SELEX (Systematic Evolution of Ligands by Exponential enrichment):

Key steps:

1. Begin with a random pool of RNA sequences (~10^15 different molecules)
2. Apply selection pressure by passing through a column with target molecule attached
3. Collect RNA molecules that bind the target
4. Amplify selected RNAs (RT-PCR then transcription)
5. Repeat selection-amplification cycle 12+ times to enrich high-affinity binders

Limitations:

• Practical complexity limit of ~10^15 sequences (complete randomization limited to 25 nucleotides)
• When using longer RNAs, only a fraction of possible sequences can be screened
• Selection based only on binding, additional screening needed for catalytic function
• May select for non-specific binding or column artifacts

Applications: Generating aptamers for therapeutic targets, identifying catalytic RNAs, developing detection reagents.

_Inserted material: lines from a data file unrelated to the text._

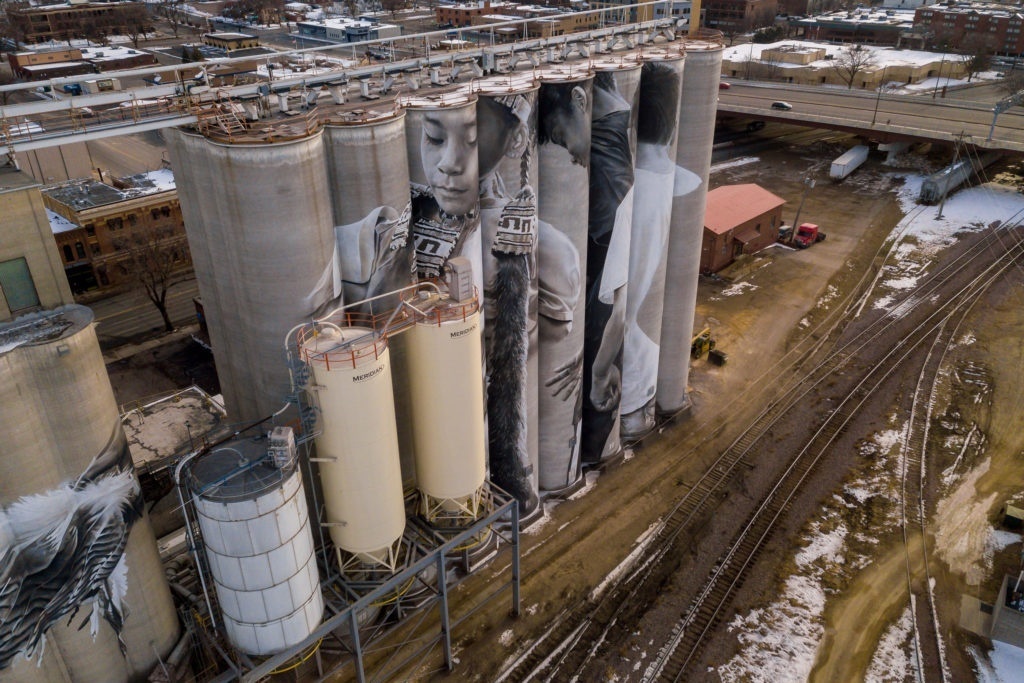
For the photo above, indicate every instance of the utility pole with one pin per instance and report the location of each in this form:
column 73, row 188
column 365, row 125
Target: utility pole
column 808, row 184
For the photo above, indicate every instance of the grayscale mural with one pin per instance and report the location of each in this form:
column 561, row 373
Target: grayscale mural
column 611, row 176
column 507, row 153
column 64, row 550
column 563, row 139
column 660, row 82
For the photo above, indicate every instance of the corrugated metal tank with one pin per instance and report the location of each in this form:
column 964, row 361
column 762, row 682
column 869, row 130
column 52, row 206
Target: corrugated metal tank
column 357, row 443
column 696, row 132
column 369, row 185
column 444, row 353
column 612, row 151
column 64, row 449
column 563, row 152
column 656, row 180
column 258, row 545
column 259, row 225
column 506, row 118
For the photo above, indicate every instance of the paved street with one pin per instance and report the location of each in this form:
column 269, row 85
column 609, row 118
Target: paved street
column 130, row 316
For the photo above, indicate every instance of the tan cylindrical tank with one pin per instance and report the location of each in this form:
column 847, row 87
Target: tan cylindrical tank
column 66, row 461
column 445, row 351
column 357, row 443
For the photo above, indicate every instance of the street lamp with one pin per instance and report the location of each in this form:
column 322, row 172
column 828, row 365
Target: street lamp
column 878, row 97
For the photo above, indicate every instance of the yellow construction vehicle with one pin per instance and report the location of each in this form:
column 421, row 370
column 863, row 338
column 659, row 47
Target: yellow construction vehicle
column 701, row 343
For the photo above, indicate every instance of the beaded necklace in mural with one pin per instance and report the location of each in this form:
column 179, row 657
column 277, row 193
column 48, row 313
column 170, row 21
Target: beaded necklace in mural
column 437, row 236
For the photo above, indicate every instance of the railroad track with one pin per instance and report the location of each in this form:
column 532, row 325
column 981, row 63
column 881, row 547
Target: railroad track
column 577, row 634
column 710, row 605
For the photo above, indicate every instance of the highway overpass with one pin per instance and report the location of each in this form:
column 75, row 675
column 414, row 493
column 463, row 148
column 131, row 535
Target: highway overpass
column 880, row 117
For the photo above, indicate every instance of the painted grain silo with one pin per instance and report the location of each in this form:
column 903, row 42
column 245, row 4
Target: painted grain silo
column 260, row 228
column 443, row 172
column 563, row 154
column 506, row 119
column 612, row 150
column 255, row 529
column 369, row 188
column 75, row 539
column 696, row 131
column 655, row 181
column 446, row 391
column 357, row 445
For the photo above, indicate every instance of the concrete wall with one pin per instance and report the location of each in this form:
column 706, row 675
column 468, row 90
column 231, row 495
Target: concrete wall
column 25, row 231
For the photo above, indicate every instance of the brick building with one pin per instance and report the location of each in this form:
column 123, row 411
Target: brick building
column 739, row 219
column 96, row 225
column 993, row 27
column 31, row 276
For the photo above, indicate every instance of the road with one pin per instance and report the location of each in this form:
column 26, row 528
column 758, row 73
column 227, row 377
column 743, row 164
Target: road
column 908, row 116
column 130, row 315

Critical experimental criteria:

1. Demonstrating prebiotic synthesis of RNA building blocks
   • Successfully shown for purines like adenine from simple precursors (HCN)
2. Demonstrating RNA's catalytic capacity
   • Natural ribozymes (rRNA introns, RNase P)
   • Artificially selected ribozymes via SELEX showing diverse activities:
     • Ester/amide bond formation
     • Carbon-carbon bond formation
     • Metallation of porphyrins
     • SN2 reactions

Key gaps to address:

1. Self-replication - Creating an RNA that can fully replicate itself
2. Metabolic pathways - Demonstrating RNA catalysis of precursor synthesis
3. Energy utilization - Explaining how early systems captured/used energy
4. Transition to DNA/protein world - Mechanisms for evolution to modern systems
5. Compartmentalization - How primitive cells might have formed
6. Prebiotic plausibility - Realistic conditions for sufficient RNA synthesis

Each criterion represents a testable aspect of the hypothesis, with ongoing research addressing these questions.

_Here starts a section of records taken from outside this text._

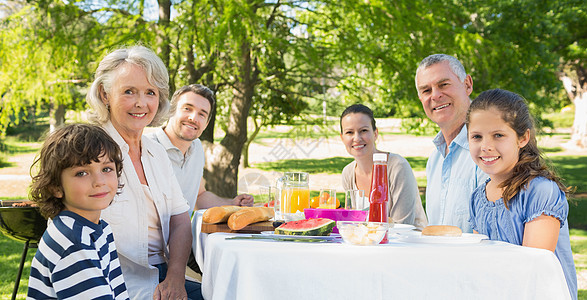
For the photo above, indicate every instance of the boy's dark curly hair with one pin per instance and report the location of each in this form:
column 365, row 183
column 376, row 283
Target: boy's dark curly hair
column 68, row 146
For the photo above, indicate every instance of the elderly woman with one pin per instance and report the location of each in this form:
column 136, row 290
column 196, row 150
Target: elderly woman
column 149, row 218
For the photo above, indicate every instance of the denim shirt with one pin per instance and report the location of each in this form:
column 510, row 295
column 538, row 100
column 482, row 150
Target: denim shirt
column 540, row 196
column 451, row 180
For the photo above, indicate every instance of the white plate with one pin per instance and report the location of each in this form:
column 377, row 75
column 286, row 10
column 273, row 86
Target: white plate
column 332, row 236
column 402, row 227
column 466, row 238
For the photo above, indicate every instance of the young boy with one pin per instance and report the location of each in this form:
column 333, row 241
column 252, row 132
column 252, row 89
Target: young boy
column 78, row 170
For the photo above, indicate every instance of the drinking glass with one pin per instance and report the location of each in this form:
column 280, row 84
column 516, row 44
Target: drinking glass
column 266, row 195
column 355, row 199
column 327, row 198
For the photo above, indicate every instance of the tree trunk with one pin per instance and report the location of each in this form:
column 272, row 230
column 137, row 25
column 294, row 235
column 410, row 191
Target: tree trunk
column 249, row 141
column 222, row 160
column 576, row 88
column 163, row 47
column 579, row 136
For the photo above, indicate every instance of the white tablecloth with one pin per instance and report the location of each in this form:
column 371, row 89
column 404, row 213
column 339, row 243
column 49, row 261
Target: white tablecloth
column 252, row 269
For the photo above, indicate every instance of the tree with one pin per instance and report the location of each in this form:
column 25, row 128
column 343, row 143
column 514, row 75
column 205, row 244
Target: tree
column 546, row 41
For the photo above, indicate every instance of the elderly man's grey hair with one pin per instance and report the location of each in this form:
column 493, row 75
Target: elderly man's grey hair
column 454, row 64
column 141, row 56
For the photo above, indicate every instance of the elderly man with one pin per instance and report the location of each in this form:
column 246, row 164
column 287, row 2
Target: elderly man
column 444, row 88
column 191, row 106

Splicing Mechanisms Comparison

Group I Introns

• Nucleophile: External guanosine (G, GMP, GDP, GTP) serves as nucleophile
• First reaction: 3'-OH of guanosine attacks 5' splice site
• Second reaction: 3'-OH of 5' exon attacks 3' splice site
• Intermediate: Forms linear excised intron (no lariat structure)
• Catalysis: Self-splicing (no proteins required in vitro)
• Location: Some nuclear rRNAs, mitochondrial and chloroplast genes
• Mobility: Mobile via homing (DNA-based process)

Group II Introns

• Nucleophile: Internal adenosine 2'-OH within the intron
• First reaction: 2'-OH of branch-site adenosine attacks 5' splice site
• Second reaction: 3'-OH of 5' exon attacks 3' splice site
• Intermediate: Forms branched "lariat" with 2',5'-phosphodiester bond
• Catalysis: Self-splicing (though proteins assist in vivo)
• Location: Mitochondrial/chloroplast mRNAs in fungi, algae, plants, some bacteria
• Mobility: Mobile via retrohoming (RNA intermediate)

Spliceosomal Introns

• Nucleophile: Internal adenosine 2'-OH (same as Group II)
• Mechanism: Same lariat-forming chemistry as Group II introns
• Catalysis: Requires spliceosome complex (U1, U2, U4, U5, U6 snRNPs + ~50 proteins)
• Sequence markers: Typically GU at 5' end and AG at 3' end
• Energy: Requires ATP for spliceosome assembly (not for actual splicing chemistry)
• Location: Eukaryotic nuclear genes

Common Features & Evolutionary Relationships

• All use transesterification reactions (no ATP needed for actual chemistry)
• All maintain phosphodiester bond energy balance
• Group II and spliceosomal introns share mechanistic similarity (lariat formation)
• Spliceosome likely evolved from Group II introns (RNA components provide catalytic activity)
• snRNPs in spliceosome replaced catalytic domains of ancestral Group II introns
• The RNA-based catalytic mechanisms support the RNA world hypothesis

Note: While Group I and Group II introns can self-splice in vitro, in vivo splicing typically involves protein factors that enhance efficiency and specificity.